On the other hand, the controller 170 checks the rear end temperature information provided from the second temperature sensor 145 , and checks the front end start temperature T5 indicating the temperature at which the fuel cutoff starts through the rear end temperature information, and the fuel Check the maximum temperature at the rear end (T6_max), which indicates the maximum temperature during shut-off.

In this case, the shear start temperature T5 is the temperature measured by the first temperature sensor 140 and represents the temperature of the front end of the GPF 130 at the time when the fuel cutoff starts.

The controller 170 may be implemented as one or more microprocessors operating according to a set program, and the set program is a series for performing each step included in the exhaust gas post-treatment control method according to an embodiment of the present invention to be described later. It can be done by including the command of

2 is a flowchart illustrating a method for controlling exhaust gas post-treatment according to an embodiment of the present invention.

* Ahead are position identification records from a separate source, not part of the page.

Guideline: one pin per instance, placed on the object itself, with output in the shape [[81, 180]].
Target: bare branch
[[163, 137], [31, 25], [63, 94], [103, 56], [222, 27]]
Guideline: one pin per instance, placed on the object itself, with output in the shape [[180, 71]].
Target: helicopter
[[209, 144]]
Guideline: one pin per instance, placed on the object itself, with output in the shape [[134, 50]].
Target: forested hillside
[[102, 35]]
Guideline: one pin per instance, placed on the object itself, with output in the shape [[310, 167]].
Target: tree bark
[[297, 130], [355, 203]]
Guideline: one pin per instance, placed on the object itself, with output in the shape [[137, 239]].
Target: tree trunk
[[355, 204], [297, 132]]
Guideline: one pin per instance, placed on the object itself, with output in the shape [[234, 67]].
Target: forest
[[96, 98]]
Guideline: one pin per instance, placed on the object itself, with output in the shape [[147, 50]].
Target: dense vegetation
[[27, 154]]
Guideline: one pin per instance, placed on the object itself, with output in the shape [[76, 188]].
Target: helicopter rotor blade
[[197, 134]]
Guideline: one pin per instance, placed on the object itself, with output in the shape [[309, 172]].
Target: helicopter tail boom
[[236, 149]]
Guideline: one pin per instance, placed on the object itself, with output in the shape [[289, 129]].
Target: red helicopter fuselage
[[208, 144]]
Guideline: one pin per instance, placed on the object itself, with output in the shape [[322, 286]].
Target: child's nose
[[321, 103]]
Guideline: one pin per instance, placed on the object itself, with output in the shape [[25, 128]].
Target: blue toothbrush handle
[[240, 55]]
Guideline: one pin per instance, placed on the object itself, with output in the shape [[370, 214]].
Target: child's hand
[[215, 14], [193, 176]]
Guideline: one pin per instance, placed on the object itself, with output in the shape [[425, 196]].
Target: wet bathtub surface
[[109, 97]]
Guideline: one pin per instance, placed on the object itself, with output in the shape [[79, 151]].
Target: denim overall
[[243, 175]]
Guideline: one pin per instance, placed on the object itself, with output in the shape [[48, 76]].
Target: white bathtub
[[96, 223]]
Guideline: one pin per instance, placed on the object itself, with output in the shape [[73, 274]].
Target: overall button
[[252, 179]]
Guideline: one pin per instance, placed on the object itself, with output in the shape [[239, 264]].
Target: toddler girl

Referring to FIG. 2 , in the exhaust gas post-treatment control method according to an embodiment of the present invention, the GPF 130, first and rear ends respectively disposed at the front and rear ends of the GPF 130, described with reference to FIG. 1 , As a method for post-processing control of exhaust gas in an exhaust gas post-treatment system including the second temperature sensors 140 and 145 , first, vehicle state data is checked by the data detector 160 ( S201 ).

The vehicle state data may be a position value of an accelerator pedal, a driving distance, a driving time, and the like.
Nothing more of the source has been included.